Rail services canceled, schools disrupted, refinery shipments ground to a halt as workers pulled out in multiple sectors, and unions urged once again took to the streets in droves.
The government says people must work more than two years – for most people that means until the age of 64 – in order to maintain the budget for one of the most generous pension systems in the industrialized world.
Polls have shown that the French spend the most years in retirement among OECD countries – a feature we cherish so much that the vast majority refuse to give up.
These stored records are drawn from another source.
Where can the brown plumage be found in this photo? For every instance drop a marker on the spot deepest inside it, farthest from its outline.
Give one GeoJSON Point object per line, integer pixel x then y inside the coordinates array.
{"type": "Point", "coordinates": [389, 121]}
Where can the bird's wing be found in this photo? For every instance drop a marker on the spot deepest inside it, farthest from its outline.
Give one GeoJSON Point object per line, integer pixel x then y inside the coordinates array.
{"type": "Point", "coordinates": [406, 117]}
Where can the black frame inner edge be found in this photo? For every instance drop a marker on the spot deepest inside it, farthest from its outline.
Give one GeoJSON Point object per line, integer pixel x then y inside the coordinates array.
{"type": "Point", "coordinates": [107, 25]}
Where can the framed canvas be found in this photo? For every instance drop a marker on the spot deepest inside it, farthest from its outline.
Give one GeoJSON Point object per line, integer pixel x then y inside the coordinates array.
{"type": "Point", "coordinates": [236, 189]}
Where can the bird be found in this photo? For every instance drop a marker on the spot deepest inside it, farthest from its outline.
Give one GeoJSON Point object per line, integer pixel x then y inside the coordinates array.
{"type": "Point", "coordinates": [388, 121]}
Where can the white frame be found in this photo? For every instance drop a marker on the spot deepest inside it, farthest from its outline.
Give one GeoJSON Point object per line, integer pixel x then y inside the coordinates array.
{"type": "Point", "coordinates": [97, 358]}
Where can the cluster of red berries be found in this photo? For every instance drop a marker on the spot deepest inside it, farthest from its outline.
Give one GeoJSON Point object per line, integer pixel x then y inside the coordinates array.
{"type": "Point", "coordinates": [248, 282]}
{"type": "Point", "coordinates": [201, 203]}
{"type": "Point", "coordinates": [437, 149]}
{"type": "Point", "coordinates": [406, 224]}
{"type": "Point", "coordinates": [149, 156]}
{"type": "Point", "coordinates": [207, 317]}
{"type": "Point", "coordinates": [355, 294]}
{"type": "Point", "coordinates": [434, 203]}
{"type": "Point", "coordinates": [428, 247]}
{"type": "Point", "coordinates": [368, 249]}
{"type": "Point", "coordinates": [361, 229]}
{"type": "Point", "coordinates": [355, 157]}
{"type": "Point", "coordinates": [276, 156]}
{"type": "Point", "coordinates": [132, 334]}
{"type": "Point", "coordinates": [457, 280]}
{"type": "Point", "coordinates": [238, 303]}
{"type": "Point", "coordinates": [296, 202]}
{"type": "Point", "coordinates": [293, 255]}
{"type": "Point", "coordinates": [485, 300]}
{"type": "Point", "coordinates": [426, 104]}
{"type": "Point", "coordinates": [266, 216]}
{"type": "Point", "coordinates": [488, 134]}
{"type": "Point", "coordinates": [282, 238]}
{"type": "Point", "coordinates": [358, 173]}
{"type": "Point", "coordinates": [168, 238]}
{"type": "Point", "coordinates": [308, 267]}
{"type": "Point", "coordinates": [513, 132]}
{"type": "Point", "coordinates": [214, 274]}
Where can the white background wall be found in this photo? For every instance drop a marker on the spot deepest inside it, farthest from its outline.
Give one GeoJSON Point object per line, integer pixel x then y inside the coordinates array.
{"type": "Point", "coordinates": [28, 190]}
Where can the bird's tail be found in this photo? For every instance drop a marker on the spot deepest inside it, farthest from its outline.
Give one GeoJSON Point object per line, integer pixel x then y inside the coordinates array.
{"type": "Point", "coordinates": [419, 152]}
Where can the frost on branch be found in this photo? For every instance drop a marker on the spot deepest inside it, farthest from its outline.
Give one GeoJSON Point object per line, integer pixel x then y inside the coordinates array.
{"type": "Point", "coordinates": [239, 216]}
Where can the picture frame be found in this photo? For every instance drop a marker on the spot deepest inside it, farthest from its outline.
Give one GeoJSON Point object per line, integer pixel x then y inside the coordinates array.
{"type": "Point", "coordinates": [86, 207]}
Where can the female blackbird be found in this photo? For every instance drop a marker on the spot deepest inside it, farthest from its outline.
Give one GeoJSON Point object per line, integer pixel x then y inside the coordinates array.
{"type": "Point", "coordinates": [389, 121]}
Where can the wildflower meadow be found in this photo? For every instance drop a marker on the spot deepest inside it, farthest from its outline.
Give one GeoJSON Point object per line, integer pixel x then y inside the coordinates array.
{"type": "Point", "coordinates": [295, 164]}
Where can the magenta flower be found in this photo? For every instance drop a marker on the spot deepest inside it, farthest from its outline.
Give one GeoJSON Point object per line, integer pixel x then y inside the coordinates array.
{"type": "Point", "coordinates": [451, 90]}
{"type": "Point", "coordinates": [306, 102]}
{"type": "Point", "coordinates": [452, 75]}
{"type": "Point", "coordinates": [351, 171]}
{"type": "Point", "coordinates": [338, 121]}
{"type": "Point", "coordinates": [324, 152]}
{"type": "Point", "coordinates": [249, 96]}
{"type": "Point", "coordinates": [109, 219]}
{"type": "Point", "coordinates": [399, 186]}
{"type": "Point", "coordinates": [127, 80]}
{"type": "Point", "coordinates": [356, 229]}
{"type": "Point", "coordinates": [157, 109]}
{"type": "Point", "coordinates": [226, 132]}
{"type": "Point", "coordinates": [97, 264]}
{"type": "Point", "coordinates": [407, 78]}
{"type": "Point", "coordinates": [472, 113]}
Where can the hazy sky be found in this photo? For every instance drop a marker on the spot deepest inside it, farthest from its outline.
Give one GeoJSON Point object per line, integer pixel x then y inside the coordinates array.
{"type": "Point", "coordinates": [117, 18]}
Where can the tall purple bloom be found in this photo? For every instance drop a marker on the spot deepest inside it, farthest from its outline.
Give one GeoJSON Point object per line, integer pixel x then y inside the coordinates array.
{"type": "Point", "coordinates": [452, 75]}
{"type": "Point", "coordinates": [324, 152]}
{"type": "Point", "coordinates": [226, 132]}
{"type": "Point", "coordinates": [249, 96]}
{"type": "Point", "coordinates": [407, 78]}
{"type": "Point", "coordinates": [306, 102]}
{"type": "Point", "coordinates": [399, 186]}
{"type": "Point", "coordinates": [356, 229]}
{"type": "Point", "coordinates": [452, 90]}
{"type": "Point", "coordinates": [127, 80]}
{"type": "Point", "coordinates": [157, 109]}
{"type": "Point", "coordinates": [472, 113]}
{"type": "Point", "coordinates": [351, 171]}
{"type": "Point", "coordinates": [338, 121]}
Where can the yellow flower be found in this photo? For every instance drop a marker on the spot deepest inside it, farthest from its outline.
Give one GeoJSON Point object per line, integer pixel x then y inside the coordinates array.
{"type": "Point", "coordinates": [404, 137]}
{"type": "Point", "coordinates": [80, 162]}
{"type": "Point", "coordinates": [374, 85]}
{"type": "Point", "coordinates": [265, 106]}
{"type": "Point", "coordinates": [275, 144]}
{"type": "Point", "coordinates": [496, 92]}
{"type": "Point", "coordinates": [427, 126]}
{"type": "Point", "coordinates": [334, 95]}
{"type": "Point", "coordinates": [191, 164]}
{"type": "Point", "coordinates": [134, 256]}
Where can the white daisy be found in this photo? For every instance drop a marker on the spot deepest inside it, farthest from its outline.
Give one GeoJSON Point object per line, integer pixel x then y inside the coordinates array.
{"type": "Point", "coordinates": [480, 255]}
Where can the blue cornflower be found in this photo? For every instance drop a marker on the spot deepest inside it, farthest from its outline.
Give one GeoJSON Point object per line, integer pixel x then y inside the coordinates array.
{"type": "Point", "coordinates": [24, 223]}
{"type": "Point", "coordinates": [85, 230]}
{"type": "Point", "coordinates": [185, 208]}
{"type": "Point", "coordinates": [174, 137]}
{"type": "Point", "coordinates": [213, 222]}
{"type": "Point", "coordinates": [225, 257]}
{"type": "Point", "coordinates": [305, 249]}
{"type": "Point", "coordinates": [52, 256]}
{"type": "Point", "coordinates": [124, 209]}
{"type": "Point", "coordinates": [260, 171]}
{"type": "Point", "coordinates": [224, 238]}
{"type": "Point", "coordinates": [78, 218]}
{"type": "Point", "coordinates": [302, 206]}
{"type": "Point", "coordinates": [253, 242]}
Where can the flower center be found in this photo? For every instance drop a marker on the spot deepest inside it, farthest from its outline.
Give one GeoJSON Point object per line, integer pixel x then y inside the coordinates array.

Labor Minister Olivier Dussopp dismissed opposition accusations that the government denied the scale of street protests across the country last month and said change was necessary.
“The pension system is taking losses, and if we care about the system, we must save it,” the minister told RMC Radio.
Philippe Martinez, leader of the hard-left CGT union, said Macron was playing a “dangerous game” in pushing ahead with a hugely unpopular reform at a time when households are facing soaring inflation.
Total Energy said shipments of refined petroleum products from its sites had been suspended due to the strike. Electricity production decreased by only 3.7 GW and data from grid operator RTE showed minimal imports in the energy mix.
The government says the reform will allow for total savings of more than 17 billion euros ($18 billion) annually by 2030.
Unions and left-wing dissidents say the money can be found elsewhere, particularly from the wealthy. Conservative opponents, whose support Macron needs for a working majority in the National Assembly, want concessions for those who start working at an early age.
More than a million people demonstrated in cities across France during the first two days of the strike in January, with public pressure mounting on a government that insists it will stand on the grounds of major reforms.
In Parliament, there are more than 20,000 amendments in front of the legislators, the vast majority of which are the left-wing Nubian Alliance. However, since the reform is included in an annual Social Security bill, the government may send it to the Senate after only two weeks.
In a concession to the Conservatives, Prime Minister Elizabeth Bourne has offered to allow some people who start working early to also retire early — but Les Republicains (LR) lawmakers are divided on whether the proposed starting age of 20-21 is low enough.